Sepia Saturday with Alan
Courtesy of Nelson Co. Genealogy Roundtable
of which we are members.
James Henry's story was featured in the Feb. issue of The Nelson County Genealogist.
James Henry Spalding was born Feb. 19, 1841 in a modest log house which still stands in the southernmost reaches of Nelson County, near the community known as Howardstown.
His family was amoung the earliest settlers of our vastly Catholic county.
Very well one of the pillars of families in our area.
He was once a valued officer in the Union's 37th Kentucky Volunteer Mounted Infantry soon becaming a confederate guerrilla, preying on citizens in his own county and surrounding counties.
Spalding's change from Unionist to Confederate guerrilla, to be sure, was a radical transformation but still not all that surprising.
By the end of the war many Unionists were wondering if they had not picked the wrong side.
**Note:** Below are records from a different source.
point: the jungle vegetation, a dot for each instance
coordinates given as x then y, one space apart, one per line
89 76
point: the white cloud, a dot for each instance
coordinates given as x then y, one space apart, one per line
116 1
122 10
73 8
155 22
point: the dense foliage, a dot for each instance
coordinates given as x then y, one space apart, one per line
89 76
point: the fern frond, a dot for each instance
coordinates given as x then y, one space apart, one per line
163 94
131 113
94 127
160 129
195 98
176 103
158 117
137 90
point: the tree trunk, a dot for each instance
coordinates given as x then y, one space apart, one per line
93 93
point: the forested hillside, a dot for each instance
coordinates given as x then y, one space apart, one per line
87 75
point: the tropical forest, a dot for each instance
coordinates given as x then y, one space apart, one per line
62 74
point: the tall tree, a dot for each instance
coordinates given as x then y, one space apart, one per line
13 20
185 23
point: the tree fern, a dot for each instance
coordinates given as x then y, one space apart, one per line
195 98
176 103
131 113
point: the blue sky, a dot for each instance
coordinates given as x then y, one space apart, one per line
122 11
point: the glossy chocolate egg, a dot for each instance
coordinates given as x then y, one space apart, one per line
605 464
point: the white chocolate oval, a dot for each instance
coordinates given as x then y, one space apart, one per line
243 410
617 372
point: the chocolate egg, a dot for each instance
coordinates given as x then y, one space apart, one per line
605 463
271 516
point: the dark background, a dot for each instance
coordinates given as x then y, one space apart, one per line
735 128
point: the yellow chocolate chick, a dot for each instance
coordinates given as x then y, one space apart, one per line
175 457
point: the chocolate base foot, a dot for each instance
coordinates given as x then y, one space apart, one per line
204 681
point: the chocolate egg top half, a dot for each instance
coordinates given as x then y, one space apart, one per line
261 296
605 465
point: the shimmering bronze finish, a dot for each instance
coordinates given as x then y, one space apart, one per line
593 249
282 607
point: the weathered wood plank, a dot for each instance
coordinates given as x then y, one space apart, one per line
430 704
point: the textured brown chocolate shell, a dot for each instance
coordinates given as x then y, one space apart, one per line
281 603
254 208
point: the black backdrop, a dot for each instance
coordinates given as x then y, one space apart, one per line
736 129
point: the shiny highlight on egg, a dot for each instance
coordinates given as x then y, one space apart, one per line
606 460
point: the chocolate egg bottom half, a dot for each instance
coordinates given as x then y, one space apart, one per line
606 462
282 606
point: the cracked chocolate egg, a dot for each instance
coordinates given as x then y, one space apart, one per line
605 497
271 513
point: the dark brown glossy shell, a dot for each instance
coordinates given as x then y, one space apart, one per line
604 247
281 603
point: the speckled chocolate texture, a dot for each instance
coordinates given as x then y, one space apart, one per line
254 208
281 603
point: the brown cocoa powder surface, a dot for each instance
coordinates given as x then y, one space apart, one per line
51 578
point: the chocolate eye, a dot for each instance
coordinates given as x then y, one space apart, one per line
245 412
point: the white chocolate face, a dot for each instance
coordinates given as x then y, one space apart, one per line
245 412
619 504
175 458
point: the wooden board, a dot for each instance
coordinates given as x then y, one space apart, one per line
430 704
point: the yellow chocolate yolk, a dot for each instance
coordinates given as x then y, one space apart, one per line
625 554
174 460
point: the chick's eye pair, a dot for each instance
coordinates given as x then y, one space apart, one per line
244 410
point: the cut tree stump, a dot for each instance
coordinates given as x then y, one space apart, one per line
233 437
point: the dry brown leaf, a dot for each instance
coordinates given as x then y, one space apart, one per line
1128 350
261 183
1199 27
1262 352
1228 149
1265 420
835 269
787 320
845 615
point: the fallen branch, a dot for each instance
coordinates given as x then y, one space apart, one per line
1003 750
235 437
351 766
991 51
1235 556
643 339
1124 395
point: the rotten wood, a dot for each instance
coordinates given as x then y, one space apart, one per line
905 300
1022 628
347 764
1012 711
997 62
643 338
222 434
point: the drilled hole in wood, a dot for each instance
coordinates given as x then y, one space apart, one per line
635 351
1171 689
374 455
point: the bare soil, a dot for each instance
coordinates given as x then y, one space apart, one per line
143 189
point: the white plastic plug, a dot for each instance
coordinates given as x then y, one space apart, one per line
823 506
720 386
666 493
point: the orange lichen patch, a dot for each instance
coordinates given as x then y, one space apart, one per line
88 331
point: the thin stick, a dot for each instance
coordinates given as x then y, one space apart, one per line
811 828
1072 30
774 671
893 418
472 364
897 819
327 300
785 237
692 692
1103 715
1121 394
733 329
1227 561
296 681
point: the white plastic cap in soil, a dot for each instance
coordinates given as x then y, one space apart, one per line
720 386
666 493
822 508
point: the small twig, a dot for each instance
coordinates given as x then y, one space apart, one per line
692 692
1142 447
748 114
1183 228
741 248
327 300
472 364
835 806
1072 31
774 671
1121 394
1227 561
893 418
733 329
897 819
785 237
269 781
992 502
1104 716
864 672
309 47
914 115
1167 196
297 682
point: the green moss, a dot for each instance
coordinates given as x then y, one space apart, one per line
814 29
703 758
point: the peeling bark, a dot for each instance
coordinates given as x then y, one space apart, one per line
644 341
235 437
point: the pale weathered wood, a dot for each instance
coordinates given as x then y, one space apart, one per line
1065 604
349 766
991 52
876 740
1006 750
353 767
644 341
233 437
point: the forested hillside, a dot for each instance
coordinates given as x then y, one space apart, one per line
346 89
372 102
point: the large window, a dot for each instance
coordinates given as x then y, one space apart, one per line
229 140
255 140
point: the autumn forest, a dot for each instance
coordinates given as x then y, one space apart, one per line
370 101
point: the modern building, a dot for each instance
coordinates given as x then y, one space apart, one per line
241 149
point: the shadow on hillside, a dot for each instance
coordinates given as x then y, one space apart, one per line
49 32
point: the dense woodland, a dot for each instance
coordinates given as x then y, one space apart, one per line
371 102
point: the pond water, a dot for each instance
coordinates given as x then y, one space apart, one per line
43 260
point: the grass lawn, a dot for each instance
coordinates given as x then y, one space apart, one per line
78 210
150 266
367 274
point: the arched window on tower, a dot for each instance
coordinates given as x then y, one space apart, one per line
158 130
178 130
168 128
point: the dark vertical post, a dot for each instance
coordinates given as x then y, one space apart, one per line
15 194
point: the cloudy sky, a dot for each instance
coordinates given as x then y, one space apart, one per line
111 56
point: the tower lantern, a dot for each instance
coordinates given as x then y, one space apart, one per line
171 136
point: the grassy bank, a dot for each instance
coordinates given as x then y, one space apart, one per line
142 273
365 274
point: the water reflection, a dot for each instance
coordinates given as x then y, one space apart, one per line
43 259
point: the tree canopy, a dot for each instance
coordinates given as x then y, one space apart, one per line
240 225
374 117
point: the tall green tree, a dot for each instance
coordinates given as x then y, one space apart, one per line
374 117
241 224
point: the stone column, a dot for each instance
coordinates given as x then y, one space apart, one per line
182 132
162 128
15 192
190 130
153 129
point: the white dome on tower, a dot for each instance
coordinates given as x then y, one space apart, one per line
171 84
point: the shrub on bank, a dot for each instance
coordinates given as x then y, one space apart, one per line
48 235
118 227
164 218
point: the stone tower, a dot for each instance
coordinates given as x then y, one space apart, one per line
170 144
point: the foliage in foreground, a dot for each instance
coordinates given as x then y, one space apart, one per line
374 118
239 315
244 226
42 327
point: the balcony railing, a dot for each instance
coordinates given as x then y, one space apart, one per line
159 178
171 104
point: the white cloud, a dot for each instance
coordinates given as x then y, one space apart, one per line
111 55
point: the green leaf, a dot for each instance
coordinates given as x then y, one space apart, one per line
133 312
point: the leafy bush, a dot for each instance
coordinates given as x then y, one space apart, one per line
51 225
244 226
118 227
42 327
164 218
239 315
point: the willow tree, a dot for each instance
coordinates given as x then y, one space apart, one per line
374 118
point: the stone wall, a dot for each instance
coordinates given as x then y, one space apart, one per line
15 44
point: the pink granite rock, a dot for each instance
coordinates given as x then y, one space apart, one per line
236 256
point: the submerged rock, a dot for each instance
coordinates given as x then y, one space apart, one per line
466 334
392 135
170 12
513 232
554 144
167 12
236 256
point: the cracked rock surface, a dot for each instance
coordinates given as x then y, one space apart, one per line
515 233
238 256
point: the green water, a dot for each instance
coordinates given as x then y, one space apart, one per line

Being a border slave state, in 1861, those Kentuckians that supported the Union cause did so in order to preserve the "Union and Constitution as it was." Their opinion was diametrically opposed to views held by many northerners who went to war as a crusade against the institution of slavery. During Spalding's subsequent court-martial, George Radcliff, who kept a hotel near the family home was asked, "Do you know that Spalding's family are Southern Sympathizers, except himself?" To which Radcliff replied, "I did not know that they were at the onset, but they got to be afterwards."
His court martial began on March 25th, 1865.
In an agreement to save his life Spalding pleaded guilty to robbery but there was not evidence of murder or treason of his country so he was sentenced to 5 years in Ky State Penitentiary.
James Henry Spalding, from what little is known, led a relatively quiet life after the war but he was never married and died September 24, 1877, at the age of 36.
Yes he is in my family tree and the trees of many, many folks in this area.